- Directed by: Davit Sahakyants
- Screenplay by: Davit Sahakyants Naira Sahakyants Lyulya Sahakyants
- Music by: Armen Martirosyan Vardan Zadoyan
- Production company: Robert Sahakyants Production
- Release date: 27 December 2014;
- Running time: 90 minutes
- Country: Armenia
- Language: Armenian

= Anahit (2014 film) =

2014 animated film

Anahit (Անահիտ) is a 2014 Armenian traditionally animated fantasy film directed by Davit Sahakyants from a screenplay written by Davit, Naira, and Lyulya Sahakyants (who also acted as co-director). The screenplay was based on the 1881 fairytale of the same name by Ghazaros Aghayan. The soundtrack was composed by Armen Martirosyan and Vardan Zadoyan. Produced by Robert Sahakyants Production, Anahit was released in Armenian cinemas on 27 December 2014.

== Production ==
The film was funded by the Ministry of Culture of Armenia, and animated using traditional drawing animation combined with 3D computer-animation. In February 2013, there were 25 minutes left to animate.
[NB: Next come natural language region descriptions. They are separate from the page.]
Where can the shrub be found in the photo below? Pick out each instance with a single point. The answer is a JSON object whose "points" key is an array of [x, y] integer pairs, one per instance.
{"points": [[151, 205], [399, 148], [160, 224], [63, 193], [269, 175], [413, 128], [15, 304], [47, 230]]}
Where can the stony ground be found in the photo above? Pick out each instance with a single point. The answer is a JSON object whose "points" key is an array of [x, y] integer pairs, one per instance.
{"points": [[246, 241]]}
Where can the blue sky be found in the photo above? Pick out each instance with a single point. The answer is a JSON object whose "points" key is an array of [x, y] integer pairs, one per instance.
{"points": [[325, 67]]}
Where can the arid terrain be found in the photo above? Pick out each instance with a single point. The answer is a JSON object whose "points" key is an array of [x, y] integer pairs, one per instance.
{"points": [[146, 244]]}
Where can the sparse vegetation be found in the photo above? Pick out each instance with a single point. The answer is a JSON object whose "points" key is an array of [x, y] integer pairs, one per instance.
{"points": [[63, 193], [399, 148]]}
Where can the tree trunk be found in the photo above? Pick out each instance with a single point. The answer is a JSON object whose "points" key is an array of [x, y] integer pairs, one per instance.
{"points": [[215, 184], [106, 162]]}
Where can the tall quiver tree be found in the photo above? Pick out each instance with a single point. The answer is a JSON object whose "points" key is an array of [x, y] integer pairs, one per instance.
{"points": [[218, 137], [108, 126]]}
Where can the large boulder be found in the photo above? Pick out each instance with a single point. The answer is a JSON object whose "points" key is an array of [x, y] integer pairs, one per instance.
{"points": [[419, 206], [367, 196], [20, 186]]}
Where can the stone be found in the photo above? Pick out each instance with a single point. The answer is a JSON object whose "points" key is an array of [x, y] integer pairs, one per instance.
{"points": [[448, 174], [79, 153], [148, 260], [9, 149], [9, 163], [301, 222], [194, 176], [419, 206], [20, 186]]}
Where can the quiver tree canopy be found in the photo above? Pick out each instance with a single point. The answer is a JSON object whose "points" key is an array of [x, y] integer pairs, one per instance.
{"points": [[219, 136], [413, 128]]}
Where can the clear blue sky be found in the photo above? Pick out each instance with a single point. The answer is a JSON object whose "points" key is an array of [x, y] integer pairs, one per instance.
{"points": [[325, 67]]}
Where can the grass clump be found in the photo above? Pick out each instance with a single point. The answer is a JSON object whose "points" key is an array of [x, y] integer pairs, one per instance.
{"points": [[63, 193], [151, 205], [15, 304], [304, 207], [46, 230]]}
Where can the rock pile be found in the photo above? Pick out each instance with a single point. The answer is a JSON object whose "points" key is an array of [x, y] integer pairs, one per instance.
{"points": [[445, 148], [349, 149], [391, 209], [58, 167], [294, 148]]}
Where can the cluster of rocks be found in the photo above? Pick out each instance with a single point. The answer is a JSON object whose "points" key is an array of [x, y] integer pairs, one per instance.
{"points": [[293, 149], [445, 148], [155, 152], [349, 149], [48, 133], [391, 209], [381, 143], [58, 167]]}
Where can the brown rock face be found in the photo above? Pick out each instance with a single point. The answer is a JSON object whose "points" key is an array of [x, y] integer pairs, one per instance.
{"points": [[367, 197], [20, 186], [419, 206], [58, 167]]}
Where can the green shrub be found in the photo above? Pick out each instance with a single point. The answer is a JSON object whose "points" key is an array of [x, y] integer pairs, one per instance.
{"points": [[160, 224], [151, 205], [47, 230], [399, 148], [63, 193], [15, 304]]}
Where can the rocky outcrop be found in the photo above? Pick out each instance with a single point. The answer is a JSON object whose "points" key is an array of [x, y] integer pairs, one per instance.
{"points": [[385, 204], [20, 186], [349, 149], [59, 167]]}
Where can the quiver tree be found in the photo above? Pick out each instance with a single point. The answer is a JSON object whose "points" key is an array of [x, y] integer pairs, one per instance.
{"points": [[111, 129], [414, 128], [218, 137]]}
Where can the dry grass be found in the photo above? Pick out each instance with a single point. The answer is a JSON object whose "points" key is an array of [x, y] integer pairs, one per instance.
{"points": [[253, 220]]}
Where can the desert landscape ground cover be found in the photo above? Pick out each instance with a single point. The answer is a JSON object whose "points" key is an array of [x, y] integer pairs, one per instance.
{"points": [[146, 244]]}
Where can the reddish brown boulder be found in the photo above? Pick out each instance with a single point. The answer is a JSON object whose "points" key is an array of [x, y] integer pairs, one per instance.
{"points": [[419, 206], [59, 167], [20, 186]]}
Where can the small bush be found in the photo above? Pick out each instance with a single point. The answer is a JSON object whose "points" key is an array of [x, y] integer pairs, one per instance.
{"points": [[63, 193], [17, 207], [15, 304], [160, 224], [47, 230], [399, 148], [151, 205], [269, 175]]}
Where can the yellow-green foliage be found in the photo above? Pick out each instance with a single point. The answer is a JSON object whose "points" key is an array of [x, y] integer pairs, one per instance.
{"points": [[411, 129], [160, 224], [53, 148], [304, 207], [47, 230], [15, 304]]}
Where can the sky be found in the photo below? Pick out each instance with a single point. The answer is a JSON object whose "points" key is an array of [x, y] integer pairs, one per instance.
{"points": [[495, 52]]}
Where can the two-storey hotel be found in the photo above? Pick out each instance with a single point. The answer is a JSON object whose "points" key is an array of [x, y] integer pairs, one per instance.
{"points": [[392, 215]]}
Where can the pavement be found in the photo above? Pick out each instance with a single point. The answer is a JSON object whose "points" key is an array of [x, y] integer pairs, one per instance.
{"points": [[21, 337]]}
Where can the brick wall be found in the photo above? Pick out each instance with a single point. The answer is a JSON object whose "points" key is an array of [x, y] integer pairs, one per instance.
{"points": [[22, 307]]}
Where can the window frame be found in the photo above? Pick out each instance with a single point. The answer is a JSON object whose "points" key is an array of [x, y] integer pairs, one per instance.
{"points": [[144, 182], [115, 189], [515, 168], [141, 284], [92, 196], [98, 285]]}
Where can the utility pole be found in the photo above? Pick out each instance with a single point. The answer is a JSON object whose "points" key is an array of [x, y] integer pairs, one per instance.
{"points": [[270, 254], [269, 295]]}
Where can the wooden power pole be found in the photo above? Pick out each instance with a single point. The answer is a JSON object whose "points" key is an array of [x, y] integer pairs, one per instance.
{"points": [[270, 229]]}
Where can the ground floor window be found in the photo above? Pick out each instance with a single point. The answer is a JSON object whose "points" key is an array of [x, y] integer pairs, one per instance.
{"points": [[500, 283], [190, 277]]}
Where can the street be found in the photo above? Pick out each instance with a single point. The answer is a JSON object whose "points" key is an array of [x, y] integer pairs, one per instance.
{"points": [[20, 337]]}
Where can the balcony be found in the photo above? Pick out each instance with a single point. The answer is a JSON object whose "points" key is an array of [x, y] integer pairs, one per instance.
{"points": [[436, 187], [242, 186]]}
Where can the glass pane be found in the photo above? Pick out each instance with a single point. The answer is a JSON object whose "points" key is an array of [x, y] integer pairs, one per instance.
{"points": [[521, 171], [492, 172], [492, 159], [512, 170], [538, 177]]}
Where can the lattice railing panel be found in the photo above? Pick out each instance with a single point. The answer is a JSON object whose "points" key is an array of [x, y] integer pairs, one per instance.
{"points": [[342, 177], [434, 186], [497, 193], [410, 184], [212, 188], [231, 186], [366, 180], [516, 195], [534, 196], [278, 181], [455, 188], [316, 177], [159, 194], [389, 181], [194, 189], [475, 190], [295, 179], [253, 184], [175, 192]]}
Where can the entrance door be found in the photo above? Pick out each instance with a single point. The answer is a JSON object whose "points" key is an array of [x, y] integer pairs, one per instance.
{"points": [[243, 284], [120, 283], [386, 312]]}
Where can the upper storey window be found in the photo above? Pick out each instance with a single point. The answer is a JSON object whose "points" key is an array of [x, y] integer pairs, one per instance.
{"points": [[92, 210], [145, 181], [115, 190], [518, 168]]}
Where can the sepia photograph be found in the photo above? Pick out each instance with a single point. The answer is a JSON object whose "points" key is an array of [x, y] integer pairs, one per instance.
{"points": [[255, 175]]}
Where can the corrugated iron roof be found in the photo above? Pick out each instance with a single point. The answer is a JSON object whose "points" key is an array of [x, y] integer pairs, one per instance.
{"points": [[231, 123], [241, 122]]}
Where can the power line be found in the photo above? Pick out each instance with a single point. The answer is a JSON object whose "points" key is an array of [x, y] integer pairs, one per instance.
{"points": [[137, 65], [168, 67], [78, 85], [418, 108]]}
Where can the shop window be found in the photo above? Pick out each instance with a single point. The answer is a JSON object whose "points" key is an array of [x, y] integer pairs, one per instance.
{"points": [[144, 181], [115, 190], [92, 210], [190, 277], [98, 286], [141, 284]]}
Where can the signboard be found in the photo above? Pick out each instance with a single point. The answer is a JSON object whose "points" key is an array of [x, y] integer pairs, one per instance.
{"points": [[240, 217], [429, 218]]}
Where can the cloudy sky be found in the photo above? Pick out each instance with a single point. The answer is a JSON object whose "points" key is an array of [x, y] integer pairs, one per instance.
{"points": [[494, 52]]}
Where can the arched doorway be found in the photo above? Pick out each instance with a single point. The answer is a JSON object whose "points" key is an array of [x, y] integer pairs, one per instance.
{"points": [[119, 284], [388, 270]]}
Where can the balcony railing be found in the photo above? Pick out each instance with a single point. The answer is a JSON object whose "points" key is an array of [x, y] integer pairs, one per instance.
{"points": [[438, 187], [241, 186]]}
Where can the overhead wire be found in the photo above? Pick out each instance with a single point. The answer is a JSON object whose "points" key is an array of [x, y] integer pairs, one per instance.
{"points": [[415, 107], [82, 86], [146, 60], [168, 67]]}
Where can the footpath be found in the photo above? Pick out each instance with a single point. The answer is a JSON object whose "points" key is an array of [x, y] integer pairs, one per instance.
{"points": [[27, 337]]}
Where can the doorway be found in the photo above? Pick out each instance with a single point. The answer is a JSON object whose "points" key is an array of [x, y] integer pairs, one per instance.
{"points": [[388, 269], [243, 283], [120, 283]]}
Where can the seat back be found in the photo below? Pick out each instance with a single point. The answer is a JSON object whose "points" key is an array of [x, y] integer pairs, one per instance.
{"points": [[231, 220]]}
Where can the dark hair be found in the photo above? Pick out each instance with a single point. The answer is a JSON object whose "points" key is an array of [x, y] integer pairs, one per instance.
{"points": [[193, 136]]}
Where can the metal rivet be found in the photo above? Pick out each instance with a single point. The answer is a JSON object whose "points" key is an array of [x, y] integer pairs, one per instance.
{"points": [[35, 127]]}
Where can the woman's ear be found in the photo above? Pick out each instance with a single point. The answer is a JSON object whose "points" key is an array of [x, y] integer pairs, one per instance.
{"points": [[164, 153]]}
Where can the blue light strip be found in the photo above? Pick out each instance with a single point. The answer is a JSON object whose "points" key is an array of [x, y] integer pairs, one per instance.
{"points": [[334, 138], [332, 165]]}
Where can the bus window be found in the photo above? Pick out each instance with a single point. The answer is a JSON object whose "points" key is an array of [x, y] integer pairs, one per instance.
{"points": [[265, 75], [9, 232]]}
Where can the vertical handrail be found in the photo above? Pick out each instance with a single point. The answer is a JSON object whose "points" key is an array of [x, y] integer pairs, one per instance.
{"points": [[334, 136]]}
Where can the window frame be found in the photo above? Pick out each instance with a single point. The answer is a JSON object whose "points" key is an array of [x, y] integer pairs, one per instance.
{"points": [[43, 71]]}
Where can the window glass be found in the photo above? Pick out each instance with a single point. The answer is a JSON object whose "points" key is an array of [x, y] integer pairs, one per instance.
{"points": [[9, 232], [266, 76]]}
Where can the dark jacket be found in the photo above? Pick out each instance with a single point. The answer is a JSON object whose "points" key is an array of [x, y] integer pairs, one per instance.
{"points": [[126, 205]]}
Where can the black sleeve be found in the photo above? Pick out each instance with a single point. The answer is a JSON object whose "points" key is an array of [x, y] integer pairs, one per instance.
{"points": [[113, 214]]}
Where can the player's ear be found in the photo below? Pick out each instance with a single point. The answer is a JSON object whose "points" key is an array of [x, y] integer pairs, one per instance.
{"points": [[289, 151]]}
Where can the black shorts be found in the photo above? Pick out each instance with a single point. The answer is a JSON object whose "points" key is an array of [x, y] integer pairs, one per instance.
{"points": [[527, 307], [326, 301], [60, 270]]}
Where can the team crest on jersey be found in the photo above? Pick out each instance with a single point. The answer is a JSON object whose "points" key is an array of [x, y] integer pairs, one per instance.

Director Davit Sahakyants stated that the financing provided the Ministry was enough for 20 minutes of animation per year. In February 2014, there were about 10–12 minutes left.

=== Music ===
The soundtrack was composed by Armen Martirosyan and Vardan Zadoyan. The songs were performed by Shushan Petrosyan, Inga Arshakyan, Tigran Petrosyan, Gor Sujyan, Nick Egibyan, Hasmik Karapetyan and the Akunk Folk Ensemble.

== Release ==
Anahit was released in Armenian cinemas on 27 December 2014. According to Agos, the film received 100,000 admissions in Armenia.